Na visão do Santander, em relatório da equipe de análise, dada a amplitude do ecossistema de Mercado Livre (formados por diferentes serviços, como publicidade, envios e crédito), e a economia ainda difícil para empresas de “última milha” como a Rappi, haverá impactos limitados de curto prazo para o Mercado Livre.

A empresa líder do comércio on-line no país tem uma logística de armazenamento, entrega e de serviços financeiros mais competitiva que a da Amazon no Brasil. Para quem achava, no passado, até com certa dose de exagero, que seria a Amazon o grande concorrente do comércio brasileiro, após sua entrada, há 13 anos, foi o Mercado Livre que ocupou claramente esse papel.

Para a equipe do banco Santander, essa questão concorrencial pode se tornar um novo tópico a ser observado, especialmente a partir de 2026 — provavelmente com estruturas mais maduras de concorrentes e da própria Amazon.

Efeito Shopee na ‘cola’

Ainda é preciso por nessa conta o “fator Shopee”, empresa do grupo chinês Sea Group.

A plataforma asiática cresce aceleradamente no país desde 2020, inclusive incomodando Mercado Livre. A depender da pesquisa a ser observada, Shopee já teria superado a Amazon no Brasil em termos de volume movimentado (GMV, da sigla em inglês).

Um terceiro lugar no ranking geral do mais importante mercado da América Latina para a Amazon não é algo a se orgulhar.

Para uma fonte ouvida hoje pelo Valor, a par da operação dos americanos, a Amazon ampliou foco de atuação em mercados da África, e nesse movimento, a América Latina acabou ficando em segundo plano nos últimos anos em termos de investimentos mais estratégicos regionais.

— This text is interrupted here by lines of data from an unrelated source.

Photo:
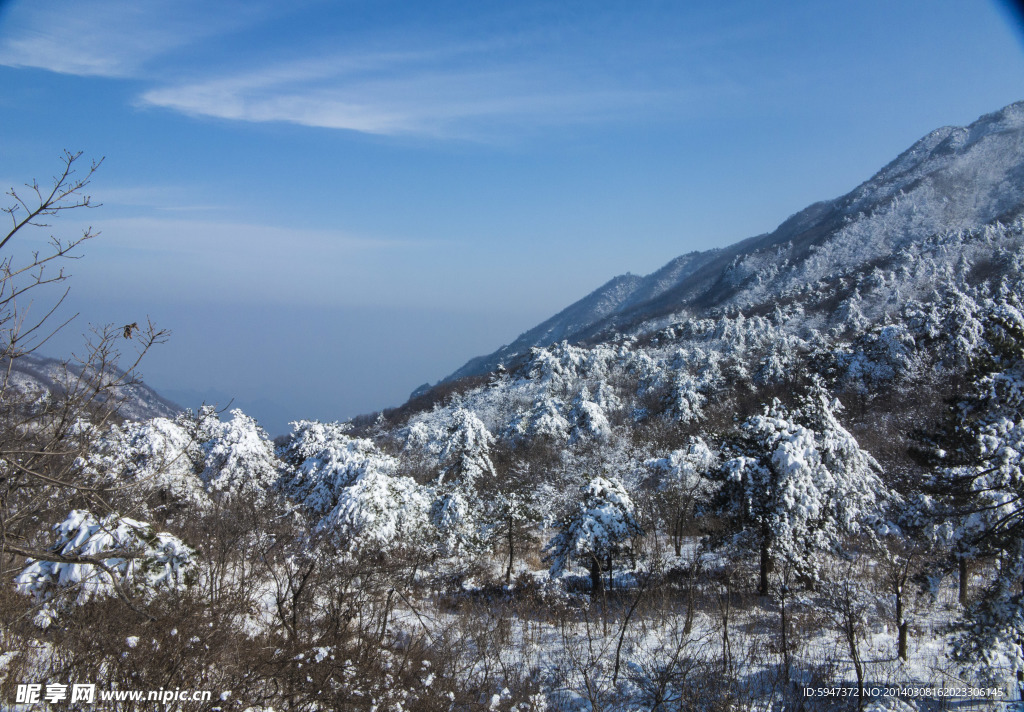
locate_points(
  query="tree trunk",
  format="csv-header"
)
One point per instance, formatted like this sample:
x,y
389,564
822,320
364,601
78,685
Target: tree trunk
x,y
677,536
765,566
964,577
901,626
508,572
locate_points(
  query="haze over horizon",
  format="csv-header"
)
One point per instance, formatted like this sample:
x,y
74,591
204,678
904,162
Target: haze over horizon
x,y
331,203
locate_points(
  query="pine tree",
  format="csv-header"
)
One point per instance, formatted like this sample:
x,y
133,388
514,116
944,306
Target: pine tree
x,y
798,483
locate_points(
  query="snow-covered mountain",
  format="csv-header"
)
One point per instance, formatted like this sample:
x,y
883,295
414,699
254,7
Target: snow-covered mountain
x,y
37,375
955,178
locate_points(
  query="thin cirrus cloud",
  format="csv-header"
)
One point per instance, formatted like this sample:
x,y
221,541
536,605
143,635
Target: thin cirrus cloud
x,y
109,38
403,98
423,85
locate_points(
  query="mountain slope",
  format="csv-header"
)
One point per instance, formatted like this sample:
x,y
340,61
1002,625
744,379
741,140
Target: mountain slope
x,y
955,178
35,376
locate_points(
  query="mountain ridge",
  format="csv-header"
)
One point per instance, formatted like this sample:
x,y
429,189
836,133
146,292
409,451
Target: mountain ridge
x,y
954,177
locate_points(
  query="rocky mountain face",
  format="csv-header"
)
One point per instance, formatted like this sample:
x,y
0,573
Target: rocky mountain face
x,y
953,179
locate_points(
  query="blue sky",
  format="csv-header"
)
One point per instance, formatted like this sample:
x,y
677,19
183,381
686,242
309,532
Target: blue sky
x,y
330,203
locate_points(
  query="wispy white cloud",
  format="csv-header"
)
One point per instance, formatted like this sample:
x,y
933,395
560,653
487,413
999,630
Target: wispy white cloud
x,y
418,84
110,38
400,95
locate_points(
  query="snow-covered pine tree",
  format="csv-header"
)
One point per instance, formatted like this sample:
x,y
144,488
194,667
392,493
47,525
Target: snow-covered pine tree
x,y
682,483
798,483
596,529
985,489
98,557
239,458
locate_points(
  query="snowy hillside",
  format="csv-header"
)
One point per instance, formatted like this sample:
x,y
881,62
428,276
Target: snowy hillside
x,y
37,375
952,179
783,475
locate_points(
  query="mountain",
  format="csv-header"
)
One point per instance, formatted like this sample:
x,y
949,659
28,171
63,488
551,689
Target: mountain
x,y
955,178
35,374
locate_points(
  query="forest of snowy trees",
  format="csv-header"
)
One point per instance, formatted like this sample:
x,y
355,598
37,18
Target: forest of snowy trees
x,y
811,499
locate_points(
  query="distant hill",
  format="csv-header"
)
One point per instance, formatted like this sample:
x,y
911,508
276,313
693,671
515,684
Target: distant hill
x,y
955,178
37,374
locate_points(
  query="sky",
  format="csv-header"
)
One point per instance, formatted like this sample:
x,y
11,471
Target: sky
x,y
329,204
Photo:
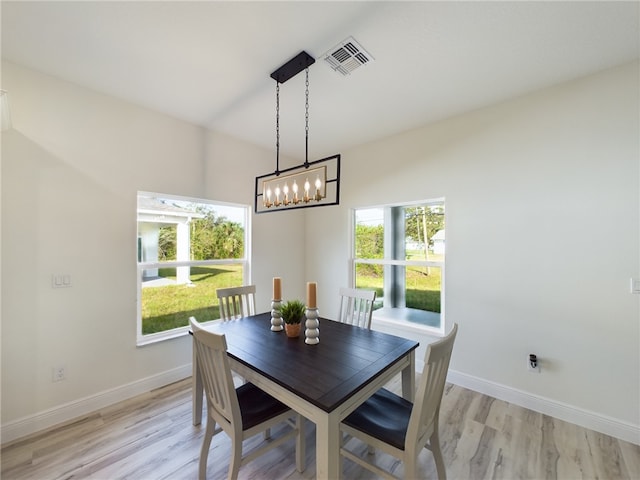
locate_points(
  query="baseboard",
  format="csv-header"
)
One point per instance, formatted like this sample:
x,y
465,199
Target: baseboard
x,y
63,413
593,421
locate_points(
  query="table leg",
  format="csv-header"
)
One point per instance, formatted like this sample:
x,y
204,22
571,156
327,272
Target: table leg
x,y
408,378
196,390
328,461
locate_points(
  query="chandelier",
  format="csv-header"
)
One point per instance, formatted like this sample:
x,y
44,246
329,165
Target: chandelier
x,y
310,184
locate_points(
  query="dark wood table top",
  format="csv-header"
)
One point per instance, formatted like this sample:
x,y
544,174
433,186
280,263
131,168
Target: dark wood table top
x,y
326,374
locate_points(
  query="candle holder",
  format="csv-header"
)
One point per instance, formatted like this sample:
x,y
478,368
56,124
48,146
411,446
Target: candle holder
x,y
276,318
312,331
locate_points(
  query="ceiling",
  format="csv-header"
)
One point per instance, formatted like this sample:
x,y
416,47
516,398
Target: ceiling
x,y
209,62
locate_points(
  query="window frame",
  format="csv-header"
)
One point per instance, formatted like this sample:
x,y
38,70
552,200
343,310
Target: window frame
x,y
386,262
142,339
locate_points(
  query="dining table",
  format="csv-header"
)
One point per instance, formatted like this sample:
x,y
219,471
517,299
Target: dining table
x,y
324,382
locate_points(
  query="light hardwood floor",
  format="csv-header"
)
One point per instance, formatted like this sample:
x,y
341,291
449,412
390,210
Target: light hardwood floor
x,y
151,437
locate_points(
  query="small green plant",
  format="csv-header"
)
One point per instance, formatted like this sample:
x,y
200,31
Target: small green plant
x,y
292,311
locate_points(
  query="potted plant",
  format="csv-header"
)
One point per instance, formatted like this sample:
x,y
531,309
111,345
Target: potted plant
x,y
292,313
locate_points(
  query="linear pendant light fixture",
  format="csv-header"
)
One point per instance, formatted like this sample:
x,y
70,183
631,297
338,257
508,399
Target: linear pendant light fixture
x,y
311,184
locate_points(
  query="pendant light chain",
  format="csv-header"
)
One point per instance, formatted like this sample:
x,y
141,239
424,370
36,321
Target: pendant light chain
x,y
277,128
306,119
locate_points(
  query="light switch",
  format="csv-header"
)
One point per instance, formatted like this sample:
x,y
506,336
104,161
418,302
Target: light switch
x,y
60,280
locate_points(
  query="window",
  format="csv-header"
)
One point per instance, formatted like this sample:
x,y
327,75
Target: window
x,y
399,252
187,249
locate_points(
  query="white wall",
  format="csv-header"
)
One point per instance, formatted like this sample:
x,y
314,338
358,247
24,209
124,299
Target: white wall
x,y
542,202
71,167
561,163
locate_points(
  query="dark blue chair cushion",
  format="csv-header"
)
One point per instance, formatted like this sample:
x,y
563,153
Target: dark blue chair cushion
x,y
384,416
257,406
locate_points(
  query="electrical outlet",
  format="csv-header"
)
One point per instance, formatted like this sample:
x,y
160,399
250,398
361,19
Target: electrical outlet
x,y
533,363
59,373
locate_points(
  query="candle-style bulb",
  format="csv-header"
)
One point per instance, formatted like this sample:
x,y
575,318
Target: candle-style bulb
x,y
307,186
277,195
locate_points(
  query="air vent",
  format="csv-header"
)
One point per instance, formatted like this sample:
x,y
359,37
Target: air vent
x,y
347,56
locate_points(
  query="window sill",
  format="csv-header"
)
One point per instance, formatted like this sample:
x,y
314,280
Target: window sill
x,y
411,319
167,335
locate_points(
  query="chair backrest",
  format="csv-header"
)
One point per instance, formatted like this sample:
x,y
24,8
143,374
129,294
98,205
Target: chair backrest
x,y
356,306
426,408
213,363
237,302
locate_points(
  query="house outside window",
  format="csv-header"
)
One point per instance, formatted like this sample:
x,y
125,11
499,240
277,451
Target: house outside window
x,y
187,248
399,251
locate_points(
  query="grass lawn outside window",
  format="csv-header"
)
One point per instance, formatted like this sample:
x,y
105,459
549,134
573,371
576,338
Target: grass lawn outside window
x,y
167,306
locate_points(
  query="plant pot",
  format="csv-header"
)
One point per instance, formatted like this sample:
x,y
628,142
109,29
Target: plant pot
x,y
292,329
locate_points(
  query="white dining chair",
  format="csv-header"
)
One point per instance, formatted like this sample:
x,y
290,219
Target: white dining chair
x,y
398,427
240,412
236,302
356,306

Para a equipe do Santander, a promessa de entrega “Turbo” da Rappi — em menos de dez minutos — e seu crescente conjunto de serviços financeiros poderiam complementar o braço da da Amazon na região.

No México, a Amazon já oferece uma oferta de frete grátis por um ano na Rappi para seus membros Prime.

“Isso [acordo Amazon/Rappi] nos parece um passo muito inicial na fase pós-atendimento, onde a concorrência nos marketplaces online muda de escala logística para densidade de entrega ultrarrápida, com impacto limitado no curto prazo para a Mercado Livre, mas o risco de médio prazo vale ser monitorado”, diz o relatório do banco.

Compras estratégicas voltam

Paralelo a esse movimento, o Mercado Livre ainda parece estar um passo à frente dos americanos no Brasil, já tentando avançar no mercado de farmácias e medicamentos por aqui, algo que não parece estar no foco de investimentos da Amazon no Brasil agora.

A compra de uma farmácia em São Paulo pelo Mercado Livre, a Cuidamos Farma, controlada pela startup Memed, abre uma janela para um eventual acordo da Memed e Mercado Livre.

Mesmo que a empresa se limite a confirmar apenas a compra da farmácia, localizada em São Paulo, é sabido que Mercado Livre raramente faz aquisições, a não ser que a compra seja totalmente alinhada com um plano de crescimento em parceria que lhe pouparia anos no plano de negócios.

A Memed se tornou a principal plataforma digital de receituário digital no país, com uma base de dados de clientes gigantesca — e um futuro acordo maior com a empresa economizaria um bom tempo de investimentos no setor. É mais um sinal de que as peças desse segmento ainda estão se mexendo, e a disputa por mercado pode abrir uma nova frente de acordos táticos e/ou estratégicos de longo prazo.